İstanbul'un geleceği: Bilimsel planlama ve sürdürülebilir kalkınma

İstanbul Planlama Ajansı (İPA) Başkanı Dr. Buğra Gökçe, İstanbul’un yapısal sorunları, yeniden planlama ve gelişim süreçlerini anlattı.

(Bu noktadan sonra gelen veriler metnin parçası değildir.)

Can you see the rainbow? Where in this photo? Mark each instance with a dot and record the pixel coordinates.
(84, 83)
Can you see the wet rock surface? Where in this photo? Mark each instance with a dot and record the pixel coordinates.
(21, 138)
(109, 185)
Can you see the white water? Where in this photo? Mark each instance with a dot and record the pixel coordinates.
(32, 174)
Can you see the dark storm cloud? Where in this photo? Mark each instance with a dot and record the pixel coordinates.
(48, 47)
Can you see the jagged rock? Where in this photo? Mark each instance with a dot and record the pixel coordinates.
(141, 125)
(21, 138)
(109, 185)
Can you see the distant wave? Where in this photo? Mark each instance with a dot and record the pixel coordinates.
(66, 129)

Kısa Dalga - İstanbul, tarih boyunca birçok medeniyete ev sahipliği yapmış, kültürel ve ekonomik anlamda Türkiye'nin en önemli şehirlerinden biri. Ancak, modern zamanların getirdiği hızlı nüfus artışı ve şehirleşme ile birlikte, bu kadim kentin karşı karşıya olduğu zorluklar da arttır. Bu bağlamda, İstanbul Büyükşehir Belediye (İBB) Başkanı Ekrem İmamoğlu ve İstanbul Planlama Ajansı'nın başkanı Buğra Gökçe'nin sunduğu vizyon, şehrin geleceği için hayati öneme sahip.

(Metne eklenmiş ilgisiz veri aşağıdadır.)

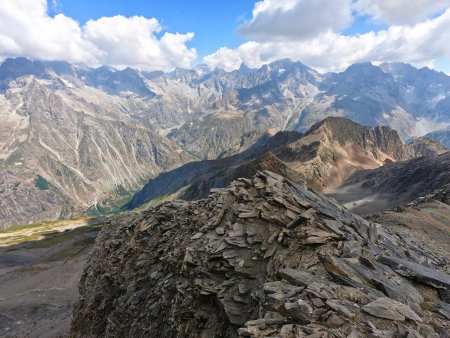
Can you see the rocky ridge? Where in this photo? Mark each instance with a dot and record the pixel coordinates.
(397, 184)
(262, 258)
(324, 157)
(96, 135)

İstanbul Planlama Ajansı (İPA) Başkanı Buğra Gökçe'nin yaklaşımı, şehir planlamasında bilimsel ve katılımcı yöntemlerin öne çıktığı bir stratejiyi temel alıyor. Gökçe, İstanbul'un sadece mevcut sorunlarını değil, aynı zamanda gelecekte karşılaşabileceği potansiyel zorlukları da göz önünde bulundurarak uzun vadeli planlar yapıyor. Şehirdeki sosyal, ekonomik ve çevresel unsurları bütüncül bir şekilde ele alarak, sürdürülebilir bir gelişim hedefliyor.

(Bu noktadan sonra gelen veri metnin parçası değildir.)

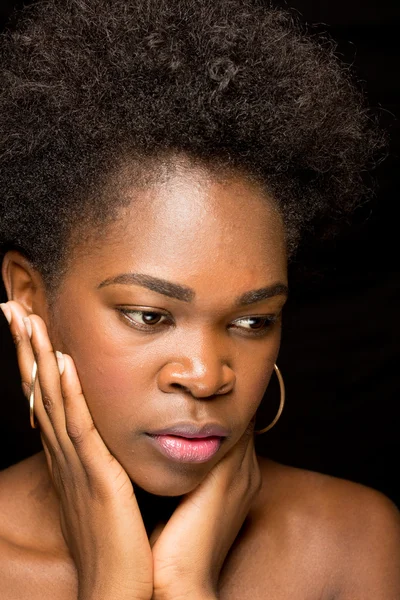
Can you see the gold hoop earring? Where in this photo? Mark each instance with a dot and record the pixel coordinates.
(32, 397)
(281, 405)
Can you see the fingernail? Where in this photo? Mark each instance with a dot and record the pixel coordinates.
(7, 312)
(28, 325)
(60, 362)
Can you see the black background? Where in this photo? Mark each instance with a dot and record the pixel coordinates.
(340, 345)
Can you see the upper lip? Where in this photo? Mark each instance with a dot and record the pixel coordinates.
(193, 430)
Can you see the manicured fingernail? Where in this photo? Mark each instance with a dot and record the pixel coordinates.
(28, 325)
(60, 362)
(7, 312)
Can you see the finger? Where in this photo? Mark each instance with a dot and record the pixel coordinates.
(15, 315)
(26, 358)
(90, 447)
(49, 407)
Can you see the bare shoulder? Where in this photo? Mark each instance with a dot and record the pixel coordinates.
(351, 532)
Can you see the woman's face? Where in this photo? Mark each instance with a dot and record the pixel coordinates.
(170, 324)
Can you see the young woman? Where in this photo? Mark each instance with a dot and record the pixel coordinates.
(159, 163)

Kısa Dalga Parantez’de, Berna Can'ın sorularını yanıtlayan İstanbul Planlama Ajansı (İPA) Başkanı Buğra Gökçe, İstanbul’un planlama ve gelişim süreçlerini anlattı. İstanbul’un neden bir planlama ajansına ihtiyaç duyduğundan başlayarak, nüfus, göçmen krizi ve kentsel dönüşüm gibi birçok önemli konuyu ele aldık.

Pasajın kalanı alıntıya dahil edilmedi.